Q : Que savez-vous de la situa­tion, des bons et mau­vais moments depuis que vous avez ter­mi­né le film ?

K : Eh bien, le Klu Klux Klan est arri­vé à Har­lan Coun­ty après la fin de grève et les anciens bri­seurs de grève sont deve­nus des membres du Klan. Les exploi­tants des mines sont deve­nus membres du Klan. Les forces de l’ordre aus­si. Alors, le com­bat a tou­jours lieu. Je pour­rais vous racon­ter beau­coup d’his­toires sur les gens du film qui sont deve­nus des vrais chefs et sur ce que le Klan a essayé de leur faire.

La femme qui a dit dans la salle d’au­dience “les lois ne sont pas faites pour les ouvriers dans ce pays” est deve­nue une vrai diri­geante et tra­vaille avec une des com­mu­nau­tés de Har­lan expul­sées de leurs mai­sons. Elle a été mise en pri­son pour avoir soi-disant kid­nap­pé la femme d’un membre du Klan. Pen­dant son empri­son­ne­ment, le Klan tenait des réunions para­mi­li­taires et le direc­teur du lycée local fai­sait fabri­quer les robes et les cagoules du Klan par les filles du cours d’é­co­no­mie domestique.

Les his­toires ne s’ar­rêtent pas là. Une semaine après avoir ter­mi­né le film, je l’ai appor­té à Har­lan Coun­ty pour le mon­trer aux habi­tants et le Klan a pen­du un chèvre avec les ini­tiales KKK sur le ventre à l’en­droit où j’al­lais le mon­trer. La pro­jec­tion a donc dû être pro­té­gée par les armes. Des mineurs mon­taient la garde avec des fusils pour être surs que rien n’arriverait.

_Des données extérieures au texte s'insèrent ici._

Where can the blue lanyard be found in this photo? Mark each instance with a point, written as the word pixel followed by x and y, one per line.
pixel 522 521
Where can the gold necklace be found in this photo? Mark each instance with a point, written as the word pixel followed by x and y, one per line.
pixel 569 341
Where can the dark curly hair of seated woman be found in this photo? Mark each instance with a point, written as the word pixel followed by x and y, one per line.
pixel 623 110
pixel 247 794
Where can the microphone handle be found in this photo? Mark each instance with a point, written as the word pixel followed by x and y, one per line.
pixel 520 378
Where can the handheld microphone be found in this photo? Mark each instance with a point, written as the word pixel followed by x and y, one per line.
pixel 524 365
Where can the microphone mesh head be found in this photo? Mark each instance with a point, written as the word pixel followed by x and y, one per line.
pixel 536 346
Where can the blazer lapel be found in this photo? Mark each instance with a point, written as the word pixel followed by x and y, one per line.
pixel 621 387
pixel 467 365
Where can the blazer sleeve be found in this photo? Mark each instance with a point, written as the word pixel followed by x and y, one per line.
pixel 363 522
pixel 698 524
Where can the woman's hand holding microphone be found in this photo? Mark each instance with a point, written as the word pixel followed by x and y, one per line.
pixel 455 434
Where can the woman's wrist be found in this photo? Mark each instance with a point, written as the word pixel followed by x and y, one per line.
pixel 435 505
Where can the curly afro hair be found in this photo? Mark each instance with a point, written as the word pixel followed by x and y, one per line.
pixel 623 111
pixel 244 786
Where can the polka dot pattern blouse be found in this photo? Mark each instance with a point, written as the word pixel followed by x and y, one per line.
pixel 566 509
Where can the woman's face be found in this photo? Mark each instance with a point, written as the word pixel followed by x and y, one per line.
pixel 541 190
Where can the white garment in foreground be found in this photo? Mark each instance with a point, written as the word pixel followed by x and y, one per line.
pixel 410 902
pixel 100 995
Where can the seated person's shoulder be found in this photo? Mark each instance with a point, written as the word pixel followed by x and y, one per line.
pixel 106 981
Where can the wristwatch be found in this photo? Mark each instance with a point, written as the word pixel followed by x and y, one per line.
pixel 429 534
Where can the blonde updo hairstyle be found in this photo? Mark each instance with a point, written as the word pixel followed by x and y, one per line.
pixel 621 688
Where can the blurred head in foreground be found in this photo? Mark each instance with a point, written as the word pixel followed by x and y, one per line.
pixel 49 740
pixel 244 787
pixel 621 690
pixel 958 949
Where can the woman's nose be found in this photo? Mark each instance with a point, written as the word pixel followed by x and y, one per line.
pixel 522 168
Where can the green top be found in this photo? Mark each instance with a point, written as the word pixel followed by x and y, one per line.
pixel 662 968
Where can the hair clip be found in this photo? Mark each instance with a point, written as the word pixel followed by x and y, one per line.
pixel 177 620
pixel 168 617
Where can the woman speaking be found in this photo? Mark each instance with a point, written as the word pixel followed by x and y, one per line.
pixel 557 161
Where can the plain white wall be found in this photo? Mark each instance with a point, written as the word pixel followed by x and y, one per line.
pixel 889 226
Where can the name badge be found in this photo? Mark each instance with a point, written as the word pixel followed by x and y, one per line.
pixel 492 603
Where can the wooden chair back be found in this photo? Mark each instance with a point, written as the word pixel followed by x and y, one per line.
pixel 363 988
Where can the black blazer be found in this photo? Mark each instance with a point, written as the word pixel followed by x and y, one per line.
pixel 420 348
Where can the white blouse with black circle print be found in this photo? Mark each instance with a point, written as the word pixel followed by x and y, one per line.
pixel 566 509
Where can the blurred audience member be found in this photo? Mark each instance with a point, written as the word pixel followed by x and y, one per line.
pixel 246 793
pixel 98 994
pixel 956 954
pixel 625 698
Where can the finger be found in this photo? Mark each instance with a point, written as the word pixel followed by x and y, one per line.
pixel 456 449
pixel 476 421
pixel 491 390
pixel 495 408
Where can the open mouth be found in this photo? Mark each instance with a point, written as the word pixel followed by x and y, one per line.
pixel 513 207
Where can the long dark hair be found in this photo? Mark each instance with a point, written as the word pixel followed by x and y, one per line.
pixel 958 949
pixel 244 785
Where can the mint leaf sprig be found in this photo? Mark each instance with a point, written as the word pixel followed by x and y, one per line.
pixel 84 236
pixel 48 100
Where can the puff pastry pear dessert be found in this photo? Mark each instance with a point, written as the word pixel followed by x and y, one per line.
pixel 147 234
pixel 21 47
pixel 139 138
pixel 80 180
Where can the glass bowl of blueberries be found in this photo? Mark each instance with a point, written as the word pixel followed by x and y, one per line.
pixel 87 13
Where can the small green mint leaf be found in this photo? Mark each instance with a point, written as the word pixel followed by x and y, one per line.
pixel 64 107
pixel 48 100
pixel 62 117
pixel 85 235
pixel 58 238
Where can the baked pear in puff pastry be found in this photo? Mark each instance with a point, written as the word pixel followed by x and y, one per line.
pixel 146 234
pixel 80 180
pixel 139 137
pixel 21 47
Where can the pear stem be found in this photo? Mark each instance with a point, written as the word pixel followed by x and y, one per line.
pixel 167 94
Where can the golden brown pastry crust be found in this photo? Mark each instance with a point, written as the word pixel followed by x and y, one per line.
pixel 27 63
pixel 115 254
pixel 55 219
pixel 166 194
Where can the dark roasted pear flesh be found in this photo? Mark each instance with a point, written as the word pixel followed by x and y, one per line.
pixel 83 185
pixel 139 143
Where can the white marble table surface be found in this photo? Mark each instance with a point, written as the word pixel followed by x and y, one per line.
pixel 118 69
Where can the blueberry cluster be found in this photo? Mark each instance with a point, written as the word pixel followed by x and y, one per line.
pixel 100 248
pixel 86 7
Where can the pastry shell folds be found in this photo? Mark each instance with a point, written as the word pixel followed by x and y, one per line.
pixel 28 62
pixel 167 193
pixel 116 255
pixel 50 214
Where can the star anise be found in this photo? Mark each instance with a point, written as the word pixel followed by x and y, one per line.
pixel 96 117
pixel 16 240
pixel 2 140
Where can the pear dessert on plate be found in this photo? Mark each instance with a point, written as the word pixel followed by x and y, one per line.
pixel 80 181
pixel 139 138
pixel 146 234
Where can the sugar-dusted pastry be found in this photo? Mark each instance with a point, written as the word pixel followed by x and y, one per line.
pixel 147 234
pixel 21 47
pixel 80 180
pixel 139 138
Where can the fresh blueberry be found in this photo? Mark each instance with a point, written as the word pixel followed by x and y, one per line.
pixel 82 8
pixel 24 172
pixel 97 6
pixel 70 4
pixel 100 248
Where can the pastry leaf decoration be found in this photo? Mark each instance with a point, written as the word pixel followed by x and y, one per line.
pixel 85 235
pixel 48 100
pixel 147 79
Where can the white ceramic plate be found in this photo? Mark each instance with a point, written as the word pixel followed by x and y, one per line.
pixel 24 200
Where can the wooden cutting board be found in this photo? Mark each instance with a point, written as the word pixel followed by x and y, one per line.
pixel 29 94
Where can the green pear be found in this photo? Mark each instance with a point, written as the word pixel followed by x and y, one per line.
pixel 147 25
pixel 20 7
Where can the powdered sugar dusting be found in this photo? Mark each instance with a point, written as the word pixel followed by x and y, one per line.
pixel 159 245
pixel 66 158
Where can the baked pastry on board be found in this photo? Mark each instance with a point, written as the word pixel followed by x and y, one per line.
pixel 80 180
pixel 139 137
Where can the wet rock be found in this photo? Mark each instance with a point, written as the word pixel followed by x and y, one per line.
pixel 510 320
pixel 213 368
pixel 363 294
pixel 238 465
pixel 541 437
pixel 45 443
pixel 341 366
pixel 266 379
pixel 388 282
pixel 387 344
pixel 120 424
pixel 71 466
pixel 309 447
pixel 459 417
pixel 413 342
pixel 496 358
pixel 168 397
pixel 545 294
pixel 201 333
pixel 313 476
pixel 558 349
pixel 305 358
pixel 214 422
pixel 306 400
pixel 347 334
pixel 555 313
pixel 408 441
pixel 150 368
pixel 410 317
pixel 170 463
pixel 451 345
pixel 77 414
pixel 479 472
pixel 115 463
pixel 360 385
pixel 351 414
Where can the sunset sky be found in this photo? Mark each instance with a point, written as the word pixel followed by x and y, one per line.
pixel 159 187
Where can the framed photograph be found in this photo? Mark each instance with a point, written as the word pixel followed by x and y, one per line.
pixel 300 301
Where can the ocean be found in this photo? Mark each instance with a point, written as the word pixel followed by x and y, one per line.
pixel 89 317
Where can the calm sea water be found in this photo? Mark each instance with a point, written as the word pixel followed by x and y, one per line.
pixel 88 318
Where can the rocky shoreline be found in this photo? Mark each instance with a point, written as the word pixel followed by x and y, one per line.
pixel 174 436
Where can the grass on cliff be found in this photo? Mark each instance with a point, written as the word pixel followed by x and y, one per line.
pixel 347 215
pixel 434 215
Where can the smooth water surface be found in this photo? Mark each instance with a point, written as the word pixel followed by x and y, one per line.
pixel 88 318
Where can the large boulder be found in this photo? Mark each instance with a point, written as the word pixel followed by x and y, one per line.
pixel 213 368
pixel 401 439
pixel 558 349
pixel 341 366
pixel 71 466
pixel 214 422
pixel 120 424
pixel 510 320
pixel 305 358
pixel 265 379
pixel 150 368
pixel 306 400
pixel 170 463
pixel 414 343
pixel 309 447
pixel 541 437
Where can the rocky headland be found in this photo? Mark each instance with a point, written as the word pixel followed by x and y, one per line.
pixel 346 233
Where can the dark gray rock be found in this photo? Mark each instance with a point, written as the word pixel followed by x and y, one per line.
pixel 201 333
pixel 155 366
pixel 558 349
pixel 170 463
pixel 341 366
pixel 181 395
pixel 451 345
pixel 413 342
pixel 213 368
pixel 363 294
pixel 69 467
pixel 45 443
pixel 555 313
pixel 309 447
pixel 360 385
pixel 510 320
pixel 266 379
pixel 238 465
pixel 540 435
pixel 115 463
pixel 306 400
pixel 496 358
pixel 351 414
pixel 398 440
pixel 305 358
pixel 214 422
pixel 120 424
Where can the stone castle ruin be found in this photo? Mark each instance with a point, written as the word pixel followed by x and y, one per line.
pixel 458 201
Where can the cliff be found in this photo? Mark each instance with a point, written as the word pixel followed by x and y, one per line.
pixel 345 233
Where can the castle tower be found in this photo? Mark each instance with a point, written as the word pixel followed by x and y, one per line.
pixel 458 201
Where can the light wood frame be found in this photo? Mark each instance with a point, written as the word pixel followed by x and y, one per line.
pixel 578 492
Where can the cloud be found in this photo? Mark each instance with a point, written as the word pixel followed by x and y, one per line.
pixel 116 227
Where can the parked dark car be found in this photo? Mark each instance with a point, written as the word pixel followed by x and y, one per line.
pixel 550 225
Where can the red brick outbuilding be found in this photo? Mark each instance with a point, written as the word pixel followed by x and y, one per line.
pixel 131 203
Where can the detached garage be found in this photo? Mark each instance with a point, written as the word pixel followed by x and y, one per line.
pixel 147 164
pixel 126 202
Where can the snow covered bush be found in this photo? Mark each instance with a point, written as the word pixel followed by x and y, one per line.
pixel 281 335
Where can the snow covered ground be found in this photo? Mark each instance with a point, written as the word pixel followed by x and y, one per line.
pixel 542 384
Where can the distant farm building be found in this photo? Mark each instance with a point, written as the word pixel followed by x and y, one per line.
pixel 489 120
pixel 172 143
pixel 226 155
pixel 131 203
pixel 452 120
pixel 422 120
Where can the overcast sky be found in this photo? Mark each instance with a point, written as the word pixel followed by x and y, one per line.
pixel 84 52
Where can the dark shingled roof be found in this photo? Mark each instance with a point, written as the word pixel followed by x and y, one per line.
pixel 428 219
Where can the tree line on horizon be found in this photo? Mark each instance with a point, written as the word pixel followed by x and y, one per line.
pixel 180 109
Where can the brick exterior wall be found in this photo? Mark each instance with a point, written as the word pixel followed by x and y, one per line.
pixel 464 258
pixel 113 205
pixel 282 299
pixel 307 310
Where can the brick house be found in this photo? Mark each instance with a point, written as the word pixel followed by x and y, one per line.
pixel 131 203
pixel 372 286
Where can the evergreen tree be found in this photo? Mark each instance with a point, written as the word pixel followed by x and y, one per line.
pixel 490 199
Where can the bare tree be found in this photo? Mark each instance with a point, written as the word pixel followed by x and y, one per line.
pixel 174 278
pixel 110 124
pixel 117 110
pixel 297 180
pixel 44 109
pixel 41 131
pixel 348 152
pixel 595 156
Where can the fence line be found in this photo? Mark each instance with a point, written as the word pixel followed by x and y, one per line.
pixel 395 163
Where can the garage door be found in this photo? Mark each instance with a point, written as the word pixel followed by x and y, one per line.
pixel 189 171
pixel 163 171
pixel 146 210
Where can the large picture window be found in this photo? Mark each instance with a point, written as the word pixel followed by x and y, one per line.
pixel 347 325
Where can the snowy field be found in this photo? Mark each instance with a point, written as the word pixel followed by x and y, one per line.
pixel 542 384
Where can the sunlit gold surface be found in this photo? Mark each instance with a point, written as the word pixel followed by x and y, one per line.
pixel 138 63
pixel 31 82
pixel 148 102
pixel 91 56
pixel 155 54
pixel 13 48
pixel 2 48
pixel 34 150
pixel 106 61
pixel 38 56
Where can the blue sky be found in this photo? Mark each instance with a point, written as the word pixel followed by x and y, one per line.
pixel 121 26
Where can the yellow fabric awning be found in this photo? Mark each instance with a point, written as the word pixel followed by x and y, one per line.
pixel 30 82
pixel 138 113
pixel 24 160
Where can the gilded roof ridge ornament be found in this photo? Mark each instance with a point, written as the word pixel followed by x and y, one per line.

Avant cela ils m’a­vaient télé­pho­né pour me racon­ter ce qui se pas­sait, alors j’ai appor­té un film dénom­mé “The Klu Klux Klan : The Invi­sible Empire” réa­li­sé en 1965. J’ai aus­si appor­té “Native Land” de Leo Hur­witz, et nous avons pro­je­té ces films de mai­son en mai­son dans tout Har­lan Coun­ty. Pen­dant qu’on les mon­trait à Geor­ge­town, deux sol­dats d’é­tat se sont appro­chés et ont deman­dé, “Qu’est ce que c’est que ces films?” et j’ai répon­du, “Edu­ca­tifs, mon­sieur.” Et ils ont décla­ré qu’ils les vou­laient, sur le champ. 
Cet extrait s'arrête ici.